I have a question about passing std::array into function

Question

I'm learning c ++ And the syntax of putting a std::array into the function confuses me.

#include <iostream>
#include <array>

using namespace std;

void printArray(const std::array<int, 5> &n)
{
    std::cout << "length: " << n.size() << endl;

    for (int j = 0; j < n.size(); j++ )
    {
        cout << "n[" << j << "] = " << n[j] << endl;
    }

}

int main()
{

    array<int, 5> n = {1,2,3,4,5};

    printArray(n);

    return 0;
}

1. I want to ask about 'const', what role does it play and what effect does it have if not using it?

2. Why do we have to use &n while the name of an array is already pointer

Answer 1

Depending on the argument you can do certain assumptions about the function.

void printArrayA(std::array<int, 5> n)

If I call printArrayA then the array I pass to it is copied, so the function can't do changes to the array I pass, but has an overhead of copying the array.

void printArrayB(std::array<int, 5> &n)

If I call printArrayB then the array I pass to it is not copied, the function could do changes on the array, or on the elements stored in the array.

void printArrayC(const std::array<int, 5> &n)

If I call printArrayC then the array I pass to it is not copied, and because it is const the function can't do any changes on that array or on its elements. (Well I, in theory, could cast away the const, but that's not something that should be done, a const should indicate the caller, that the object won't be changed)

Answer 2

Your question is not only about 'std::vector', it is about 'const' and 'references'.

1. 'const' keywords means that you can call only 'const' method of that class, means that (assume that the used class is implemented correctly) you can't modify this class in that method.

2. '&' means that you pass the parameter by 'reference' and not by 'value', if you are not familiar with that difference you may want to read this: Value vs. Reference

Answer 3

void printArray(const std::array<int, 5> &n)

What this does is to allow you to pass in to the function an unchangeable (without const-casting it, anyway) reference to the std::array. The reference is a lot smaller than the array itself, typically just a pointer, and the const bit ensures the function does not attempt to change the underlying object.

It's usually used to ensure you don't copy "large" things where unnecessary, things like vectors, arrays or strings.

Answer 4

In this case const means that printArray will not modify the object passed to it.

An std::array is not a C-style array (such ase int a[10]), so you are not passing a pointer, you are passing a reference to an std::array object.

Answer 5

As others have mentioned, the name of a std::array does not decay to a pointer. To convert to a pointer, you would call .data().

Why do you want to pass by (const) reference, and why does a foo[]decay to a foo* const in many contexts?

You (practically) never want to copy arrays. It takes a huge amount of time and memory. You always want to pass them to a function by reference.
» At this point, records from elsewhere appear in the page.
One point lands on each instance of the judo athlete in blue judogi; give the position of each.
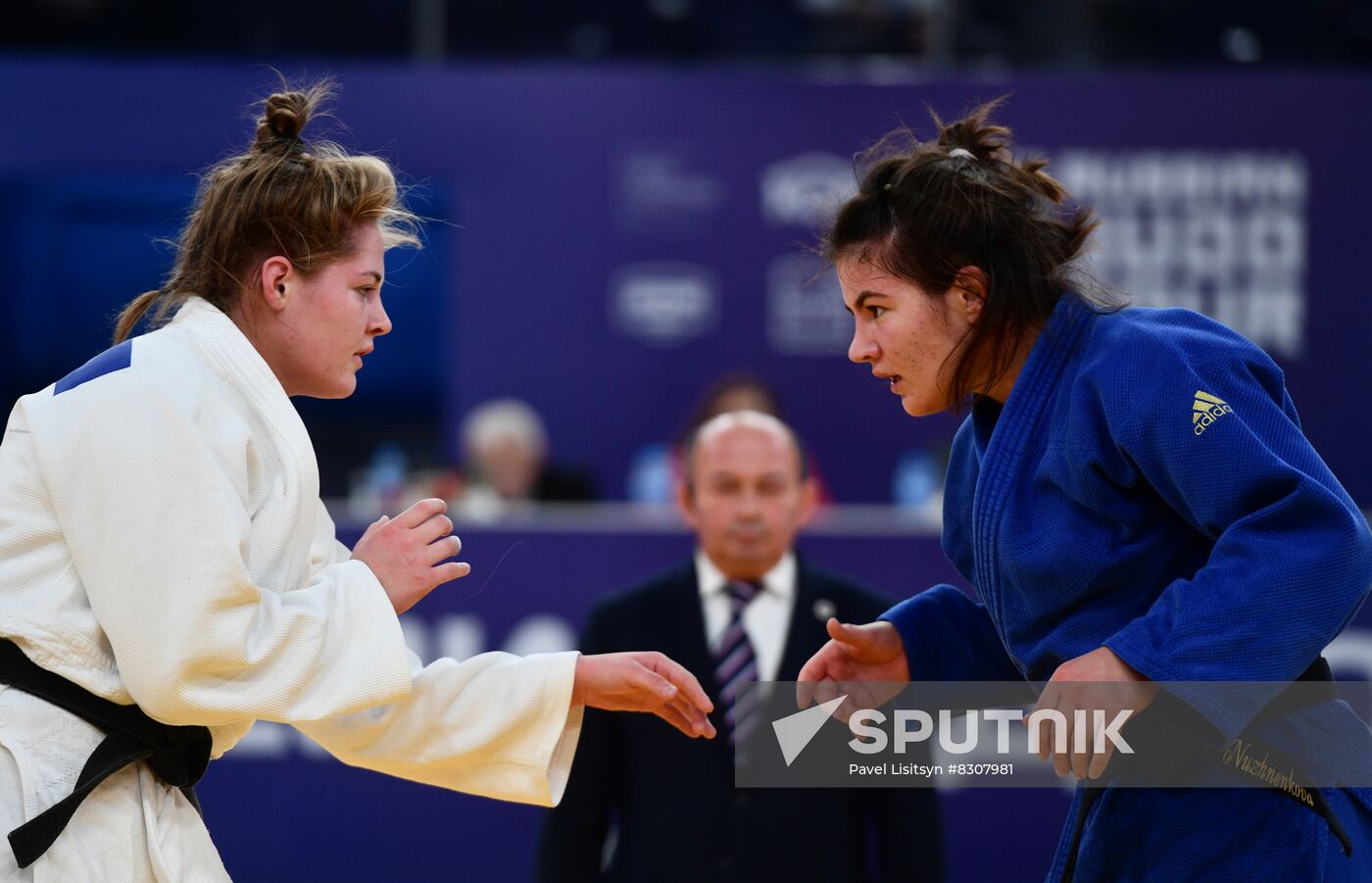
(1131, 497)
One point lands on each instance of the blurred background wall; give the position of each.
(621, 202)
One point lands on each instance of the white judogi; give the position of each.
(162, 543)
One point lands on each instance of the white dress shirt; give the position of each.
(765, 618)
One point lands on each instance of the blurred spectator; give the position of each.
(738, 391)
(656, 469)
(507, 460)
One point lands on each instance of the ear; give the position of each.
(277, 275)
(686, 504)
(967, 294)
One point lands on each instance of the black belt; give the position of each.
(1285, 703)
(177, 755)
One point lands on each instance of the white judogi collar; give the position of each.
(233, 357)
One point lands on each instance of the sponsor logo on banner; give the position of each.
(1220, 233)
(806, 308)
(662, 303)
(658, 192)
(807, 189)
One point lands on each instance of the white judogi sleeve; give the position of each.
(151, 488)
(497, 724)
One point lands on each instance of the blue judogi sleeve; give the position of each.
(947, 635)
(1292, 554)
(950, 636)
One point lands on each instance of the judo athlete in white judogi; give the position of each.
(162, 545)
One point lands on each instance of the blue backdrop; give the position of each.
(611, 239)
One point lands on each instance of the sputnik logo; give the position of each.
(795, 731)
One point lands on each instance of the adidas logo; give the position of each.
(1204, 411)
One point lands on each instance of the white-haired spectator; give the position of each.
(507, 454)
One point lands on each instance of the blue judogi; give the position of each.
(1148, 488)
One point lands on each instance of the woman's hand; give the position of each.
(644, 682)
(1095, 682)
(867, 662)
(408, 553)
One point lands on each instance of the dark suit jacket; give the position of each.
(674, 800)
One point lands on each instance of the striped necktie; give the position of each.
(736, 663)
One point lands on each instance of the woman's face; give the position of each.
(329, 319)
(905, 335)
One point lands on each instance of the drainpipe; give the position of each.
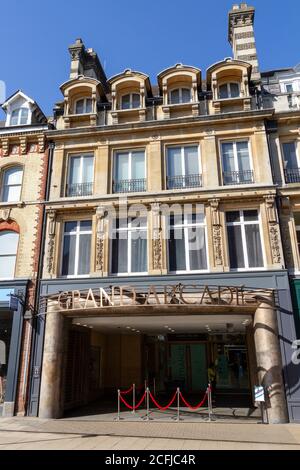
(40, 268)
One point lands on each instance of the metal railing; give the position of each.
(187, 181)
(238, 177)
(79, 189)
(292, 175)
(129, 186)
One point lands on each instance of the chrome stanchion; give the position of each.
(133, 399)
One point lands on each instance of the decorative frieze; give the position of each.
(216, 231)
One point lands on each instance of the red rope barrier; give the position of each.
(162, 408)
(133, 407)
(197, 406)
(125, 392)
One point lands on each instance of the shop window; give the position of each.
(76, 256)
(183, 167)
(129, 246)
(187, 247)
(12, 184)
(244, 240)
(8, 253)
(129, 172)
(81, 175)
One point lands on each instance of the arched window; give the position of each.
(84, 106)
(180, 95)
(229, 90)
(8, 253)
(12, 184)
(130, 101)
(19, 117)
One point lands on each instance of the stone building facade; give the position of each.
(23, 171)
(164, 248)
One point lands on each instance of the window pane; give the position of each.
(234, 90)
(24, 116)
(175, 96)
(191, 160)
(7, 266)
(254, 249)
(233, 216)
(88, 169)
(79, 107)
(236, 254)
(84, 254)
(125, 102)
(85, 225)
(74, 176)
(177, 261)
(243, 157)
(197, 248)
(289, 155)
(121, 169)
(70, 227)
(186, 95)
(14, 117)
(88, 105)
(138, 165)
(119, 255)
(250, 216)
(223, 92)
(174, 161)
(68, 263)
(135, 100)
(139, 253)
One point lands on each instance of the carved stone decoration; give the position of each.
(156, 243)
(216, 231)
(51, 242)
(100, 218)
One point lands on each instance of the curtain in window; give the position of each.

On top of that, most algorithms that work on arrays are supposed to work on arrays of any size. (Brian Kernighan, the K in K&R, particularly considered it a flaw in Pascal that the size of an array is part of its type.) Therefore, back in the ’70s, the designers of C made a rule that passing an array to a function is the same as passing a pointer to its first element.

C++ stuck with that for the sake of backward compatibility: a lot of programmers compile C code in C++ compilers. One famous pitfall is trying to take the sizeof an array parameter in C++. Because array parameters decay to pointers, this gives you the size of a pointer. In C++, you have the option of passing a type (&name)[size] instead; that is, passing a type[size] by reference. This preserves the size as part of the type. (C also got some new syntax in 1999 that never made it over to C++, including the ability to pass the size of an array parameter.)

In C++, a std::array has no special syntax and works like any other type. You never want to copy an entire array that you aren’t going to modify. You still want to pass arrays by reference, so you use the standard syntax for that: &. Whenever you don’t need to modify a parameter, you declare it const. This helps the compiler detect logic errors and, sometimes, optimize.